European cross-border parcel prices are set to become more transparent following a provisional agreement on a European Union regulation on deliveries.
The main elements of the new regulation are:
Price transparency: The regulation does not impose a cap on prices, but aims to foster competitive pressure by allowing users to compare domestic and cross-border tariffs. Parcel delivery providers will have to disclose prices for the services individual consumers and small businesses often use, which the commission will publish on a web site.
Regulatory oversight: Where parcel delivery is subject to the universal service obligation, national regulatory authorities will assess whether tariffs for cross-border services are unreasonably high compared to the underlying cost – as they already do for postal services. National regulators will be given new powers to identify better parcel service providers and the services they offer. This will allow them to get a better overview also of the many innovative new players in the fast-growing EU cross-border e-commerce market.

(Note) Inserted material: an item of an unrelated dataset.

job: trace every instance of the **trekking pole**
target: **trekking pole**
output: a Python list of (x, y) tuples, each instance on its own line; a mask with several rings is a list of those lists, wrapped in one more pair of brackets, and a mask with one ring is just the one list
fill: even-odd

Traders also have to provide consumers with clear information on prices charged for cross-border parcel delivery and returns, and customer complaints procedures, in line with the Consumers Rights Directive.

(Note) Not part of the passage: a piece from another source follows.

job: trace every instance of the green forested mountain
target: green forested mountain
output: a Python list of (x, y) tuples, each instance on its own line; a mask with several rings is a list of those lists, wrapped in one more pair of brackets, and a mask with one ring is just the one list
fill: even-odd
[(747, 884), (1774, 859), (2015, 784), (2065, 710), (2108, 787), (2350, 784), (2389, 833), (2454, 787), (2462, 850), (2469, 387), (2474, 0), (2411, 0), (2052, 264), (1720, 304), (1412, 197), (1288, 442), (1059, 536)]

The regulation is expected to come into force at the beginning of next year and it will be fully applicable in 2019.
Vice-president Andrus Ansip, responsible for the digital single market, said: “High delivery prices are a major concern for consumers and companies, especially SMEs. With more transparency and a stronger role for the regulators, we are tackling this issue. It is good news again for the development of e-commerce in the EU, after a series of agreements to improve consumer protection, simplify VAT rules and fight unjustified geo-blocking. I thank the European Parliament and the Estonian Presidency for their efforts in reaching an agreement.”